1     //REQUIRES: v is not empty
2     //MODIFIES: nothing
3     //EFFECTS: returns the arithmetic mean of the numbers in v
4     double mean(std::vector<double> v);

REQUIRES¶

The REQUIRES clause lists what the function requires in order to accomplish its task. If the requirements are not met, then the function provides no guarantees – the behavior is undefined, and anything the function does (e.g. crashing your computer, stealing your credit-card info, etc.) is valid. Thus, a user should never call a function with arguments or in a state that violates the REQUIRES clause.

Within the function definition, the implementation is allowed to assume that the REQUIRES clause is met – again, a user should never call the function if they are violated.

A good practice is to #include <cassert>, and assert() the required condition before going into the content of the function.

Note: assert() will return a boolean value, either True or False.

assert() can tell the users whether they did something wrong and where the requirements were violated.

If a function doesn’t have any requirements, the REQUIRES clause may be elided. Such a function is called complete, while one that has requirements is called partial.

MODIFIES¶

The MODIFIES clause specifies the entities outside the function that might be modified by it. This includes pass-by-reference parameters, global variables (not in this course – only global constants are permitted), and input and output streams (e.g. cout, cin, a file stream, etc.).

The MODIFIES clause only specifies what entities may be modified, leaving out any details about what those modifications actually might be. The latter is the job of the EFFECTS clause. Instead, the purpose of the MODIFIES clause is for the user to quickly tell what items might be modified.

If no non-local entities are modified, the MODIFIES clause may be elided.

EFFECTS Clause¶

The EFFECTS clause specifies what the function actually does. This includes details about what modifications are made, if any, as well as what the return value means, if there is one. All functions should have an EFFECTS clause – if a function does nothing, there is no point to writing the function.

The EFFECTS clause should generally only indicate what the function does without getting into implementation details (the how). It is part of the interface of a function, so it should not be affected if the implementation were to change.

Properties of Procedural Abstraction¶

As mentioned previously, the implementation of an abstraction should be able to change without affecting the way the abstraction is used.

Abstractions should also be local, meaning that it should be possible to understand the implementation of one abstraction without knowing anything about the implementation of other abstractions.

Testing¶

The small scope hypothesis states that thorough testing with “small” test cases is sufficient to catch most bugs in a system. Thus, our test cases need not be large – in general, they should be small enough where we can compute the expected results by hand.

Fewer test cases that are meaningfully different is more effective than having many, redundant test cases.

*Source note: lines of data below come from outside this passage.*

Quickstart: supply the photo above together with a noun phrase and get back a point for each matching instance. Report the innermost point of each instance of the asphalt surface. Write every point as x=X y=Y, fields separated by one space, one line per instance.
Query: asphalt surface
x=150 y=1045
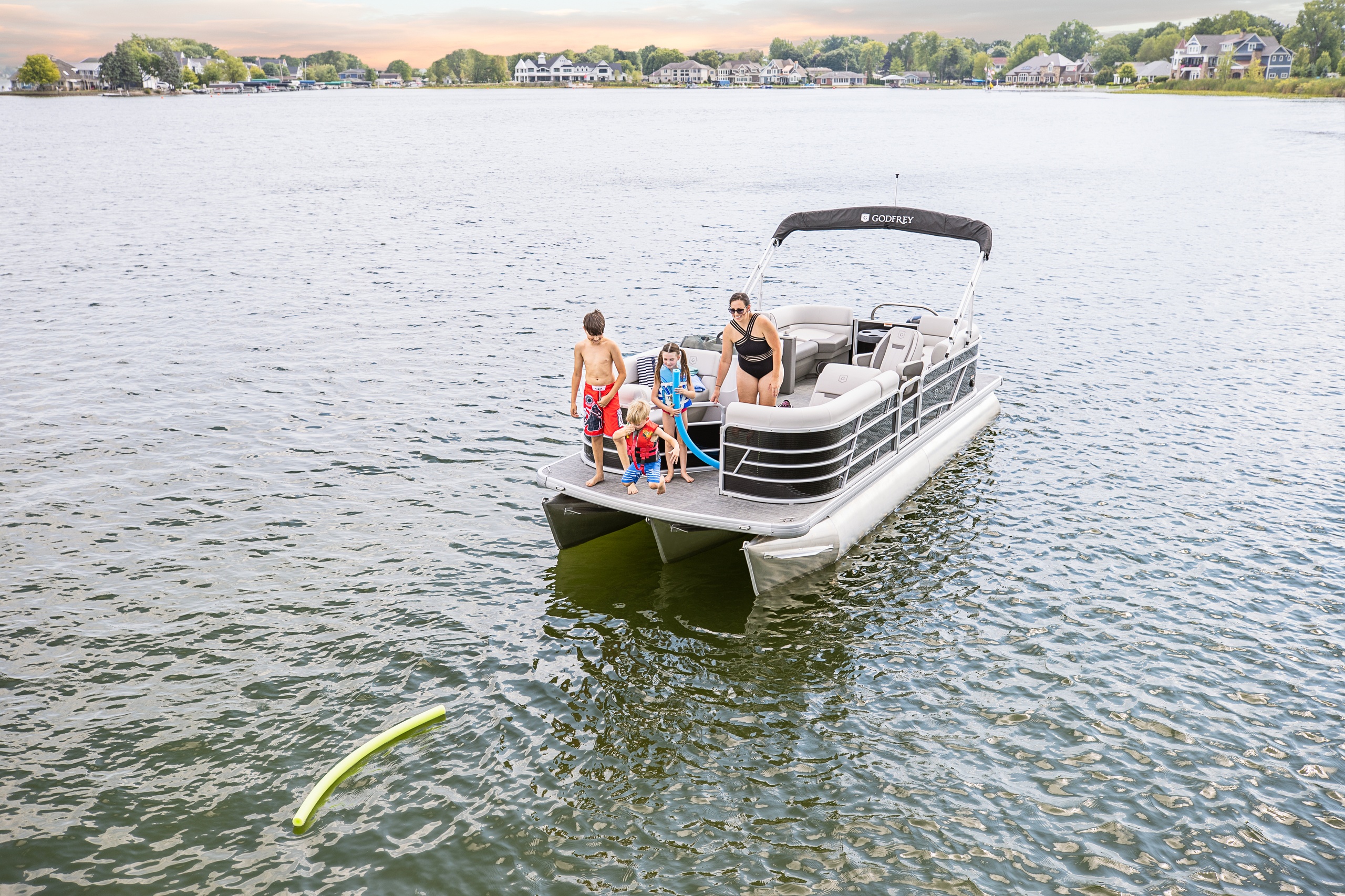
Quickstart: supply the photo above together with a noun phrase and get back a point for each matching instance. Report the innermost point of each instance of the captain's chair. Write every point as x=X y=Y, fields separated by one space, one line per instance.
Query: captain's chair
x=935 y=331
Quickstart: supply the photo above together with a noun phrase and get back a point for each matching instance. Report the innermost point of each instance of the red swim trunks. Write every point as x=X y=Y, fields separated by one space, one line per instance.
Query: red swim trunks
x=601 y=420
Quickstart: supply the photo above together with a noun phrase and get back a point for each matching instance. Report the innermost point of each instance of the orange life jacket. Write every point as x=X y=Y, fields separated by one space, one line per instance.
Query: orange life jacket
x=643 y=444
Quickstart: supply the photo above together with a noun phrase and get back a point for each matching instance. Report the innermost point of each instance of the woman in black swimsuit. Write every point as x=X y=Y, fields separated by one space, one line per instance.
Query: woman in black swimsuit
x=758 y=343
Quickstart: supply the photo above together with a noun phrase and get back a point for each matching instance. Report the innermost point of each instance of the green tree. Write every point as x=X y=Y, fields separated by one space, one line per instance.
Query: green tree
x=661 y=57
x=927 y=49
x=1160 y=46
x=1074 y=39
x=1302 y=64
x=979 y=64
x=39 y=70
x=1031 y=46
x=1233 y=23
x=335 y=58
x=322 y=73
x=871 y=57
x=1321 y=27
x=646 y=53
x=712 y=58
x=1115 y=51
x=234 y=68
x=120 y=68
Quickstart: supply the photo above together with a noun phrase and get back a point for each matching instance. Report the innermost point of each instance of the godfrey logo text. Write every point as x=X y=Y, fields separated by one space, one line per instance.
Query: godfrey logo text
x=903 y=220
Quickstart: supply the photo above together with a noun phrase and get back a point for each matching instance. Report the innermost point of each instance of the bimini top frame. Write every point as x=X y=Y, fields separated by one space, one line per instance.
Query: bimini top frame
x=934 y=224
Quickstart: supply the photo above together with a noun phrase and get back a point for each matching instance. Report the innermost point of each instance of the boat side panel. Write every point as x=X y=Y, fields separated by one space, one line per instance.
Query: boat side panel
x=775 y=561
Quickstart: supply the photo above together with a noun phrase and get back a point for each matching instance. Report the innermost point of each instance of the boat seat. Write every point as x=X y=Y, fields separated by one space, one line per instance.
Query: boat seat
x=897 y=349
x=839 y=380
x=935 y=331
x=826 y=327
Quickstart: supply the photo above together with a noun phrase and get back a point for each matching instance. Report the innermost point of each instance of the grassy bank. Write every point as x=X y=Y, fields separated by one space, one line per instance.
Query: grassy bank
x=1243 y=87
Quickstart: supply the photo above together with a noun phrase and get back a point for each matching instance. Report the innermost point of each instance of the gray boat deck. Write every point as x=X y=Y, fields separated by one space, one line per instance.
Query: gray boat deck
x=701 y=505
x=697 y=504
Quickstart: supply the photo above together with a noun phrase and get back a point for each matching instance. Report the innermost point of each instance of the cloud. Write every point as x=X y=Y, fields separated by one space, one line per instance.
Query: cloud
x=421 y=32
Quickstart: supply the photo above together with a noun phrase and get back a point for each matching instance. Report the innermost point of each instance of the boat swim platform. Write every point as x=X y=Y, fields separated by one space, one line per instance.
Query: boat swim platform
x=700 y=506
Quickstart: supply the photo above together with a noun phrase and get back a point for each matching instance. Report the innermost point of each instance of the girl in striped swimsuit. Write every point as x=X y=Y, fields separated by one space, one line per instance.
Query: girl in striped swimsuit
x=758 y=345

Two main categories of test cases:

Unit test: Test one piece of code at a time, often at the granularity of individual functions or small groups of functions.

This helps to find bugs early as well as make them easier to debug, since a failed unit test identifies exactly which function is broken.
System test: Test an entire module or program as a whole.

This can identify bugs that occur when integrating multiple units together – it’s possible that two units appear to work individually, but one unit makes an incorrect assumption about the other that only manifests when they are tested together.

System tests can also be closer to the real use case of a program, providing a measure of confidence that the program works as a whole.

Three types of valid test cases:

Simple cases are for the “average” case.
Edge cases are those that test special cases in a unit’s behavior.
Stress tests are intensive tests that ensure that a system will work under a heavy load.